Como era de esperar, tan
abracadabrante suceso se ha convertido ya en una de las historias favoritas de
las gentes de la región, que lo narran en las noches de invierno al calor de la
lumbre. El puente maldito, así las cosas, se ha convertido en uno de los
lugares que más cuidadosamente evitan quienes en este valle moran, presos de un
terror supersticioso a tan inocente lugar… Acaso tal sea la razón de que hace
unos pocos años se decidiera desviar el camino que llevaba a la iglesia, y que
hacía obligatorio el paso por el puente, por la orilla de la presa del molino.
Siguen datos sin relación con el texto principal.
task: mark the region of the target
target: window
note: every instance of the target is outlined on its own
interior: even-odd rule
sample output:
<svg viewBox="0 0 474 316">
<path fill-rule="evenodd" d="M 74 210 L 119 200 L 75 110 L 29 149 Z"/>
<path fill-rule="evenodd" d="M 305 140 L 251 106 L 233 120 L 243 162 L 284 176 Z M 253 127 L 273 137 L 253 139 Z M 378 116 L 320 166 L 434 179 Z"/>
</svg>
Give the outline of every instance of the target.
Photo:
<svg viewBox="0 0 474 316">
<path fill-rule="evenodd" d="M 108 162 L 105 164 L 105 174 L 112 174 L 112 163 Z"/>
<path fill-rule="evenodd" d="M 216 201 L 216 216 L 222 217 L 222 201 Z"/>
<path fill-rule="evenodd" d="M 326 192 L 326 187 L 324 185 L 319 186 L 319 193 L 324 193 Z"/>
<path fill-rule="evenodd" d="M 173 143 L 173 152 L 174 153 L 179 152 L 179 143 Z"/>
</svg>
La que fue escuela en donde impartió sus enseñanzas Ichabod Crane no es más que
una casa en ruinas lamentables; quienes se atreven a pasar relativamente cerca
de sus paredes desconchadas y húmedas de moho, lo hacen con bastante aprensión,
despacio para no pisar fuerte, pues cuentan que allí vive, nada menos, el
fantasma del pobre Ichabod. Los mozos que labran la tierra, por su parte,
cuando regresan agotados a sus casas, tras una larga y dura jornada, sobre todo
en el verano, cuando empieza a anochecer, aseguran que se oye en la lejanía la
voz de quien fuera el maestro de Sleepy Hollow entonando uno de sus salmos tan
melancólicamente que se les parte el corazón de pena.